Ecco allora che realtà culturali praticamente incomprensibili alla stragrande maggioranza della popolazione irrompono sulla scena pubblica, diventando concausa di eventi stravolgenti che sono capaci di cambiare la storia senza alcuna possibilità di prevederli. A loro volta, anche le conseguenze sono dettate in larga parte dalle reazioni di una minuscola parte degli utenti online, che però con la visibilità fornitagli dagli algoritmi riescono a guidare, volenti o nolenti, la risposta della politica fornendole tutti gli strumenti necessari. Ecco che è ad esempio nei meandri di X comunemente chiamati Twitter Politics che si trovano, qui sì, spesso dietro account con nome fittizio, celebrazioni sfegatate dell’assassinio di Kirk, mentre dalle frange più conservatrici partono chiamate all’appello per fare dell’omicidio “il nostro Reichstag”. Altrove si legge come, di fronte a quanto accaduto, sia impossibile la coesistenza con i democratici e come a questo punto sia necessaria una guerra civile. Questi personaggi rappresentano una minuscola parte degli utenti, certo, ma generano attenzione, incitano radicalizzazione e divisione, e aiutano a normalizzare idee pericolose anche dentro l’amministrazione, contando poi quanto sia presente online lo stesso Vance.

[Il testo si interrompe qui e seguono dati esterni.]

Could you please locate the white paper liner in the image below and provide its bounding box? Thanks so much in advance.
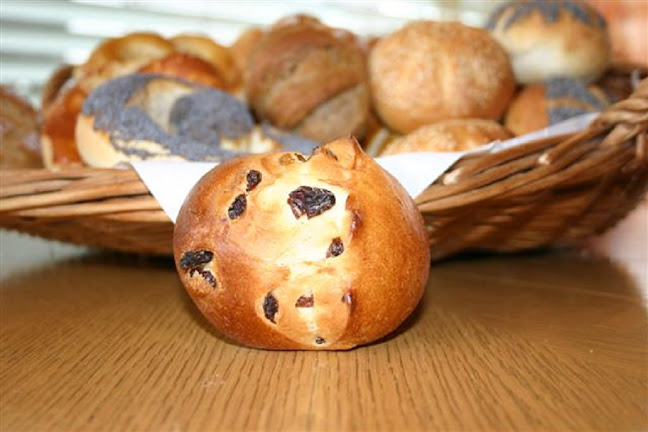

Insomma, la morte di Kirk è stata usata per alimentare divisioni e giustificare nuove strette liberticide, mentre la politica, volente o nolente, è legata a doppia mandata alle dinamiche online. In questo cortocircuito tra tragedia reale e retorica digitale, il rischio è che la democrazia diventi la vera vittima collaterale.